Mineral Resources Minister Gwede Mantashe is expected to pay a visit to the Gloria coal mine near Middelburg, Mpumalanga, where 22 alleged copper thieves have been trapped and are believed dead following an explosion at the beginning of February. 

A group of 42 men, reportedly Lesotho nationals, gained access to shafts at the Gloria coal mine near Middelburg in Mpumalanga on February 1, allegedly to steal copper cables.

News24 reported that following a gas explosion, 20 members of the group managed to reach safety, leaving the remaining 22 trapped underground.

The mine was owned by the Gupta family and was placed under business rescue in 2018. 

Mantashe will receive a progress report on rescue efforts, the ministry said in a statement on Friday. 

The minister is expected on site at around 09:00. 

Since the closure of the mine in September 2018, hundreds of miners have not been paid their salaries, apparently leading to an increase in cable theft.

Six men have to date been confirmed dead. Rescue efforts have been halted temporarily because of the threat of various dangers, including damage inflicted by the alleged copper thieves, as well as interference by unpaid mineworkers. 

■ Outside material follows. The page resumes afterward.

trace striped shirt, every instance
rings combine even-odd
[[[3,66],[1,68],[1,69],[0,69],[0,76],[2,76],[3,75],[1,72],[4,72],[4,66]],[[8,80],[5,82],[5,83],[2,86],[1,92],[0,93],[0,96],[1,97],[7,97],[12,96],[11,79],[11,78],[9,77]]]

Police spokesperson Leonard Hlathi told News24 on Monday that while there was a strong police presence at the mine, rescue operations had been halted for the time being.

In an interview on eNCA on Sunday, the mine’s business rescue practitioner Mike Elliot said disgruntled mineworkers had not been paid since October last year.

“This is because the business rescue process has not been completed,” Elliot said.

“The mines need to be sold in order for the money to come in [to pay the workers],” Elliot said.

Elliot told EWN: “The mine does not have any power. The copper thieves have cut the main cable and they’ve dropped the main overhead power lines and there’s no air underground. So, as a result of them cutting the copper, the mine filled up with methane gas and there was an explosion which has replaced the oxygen in the mine with carbon monoxide, which is an instantly poisonous gas.”

Elliot estimated at the time that it would take four to six days to “recover the [remaining] bodies”.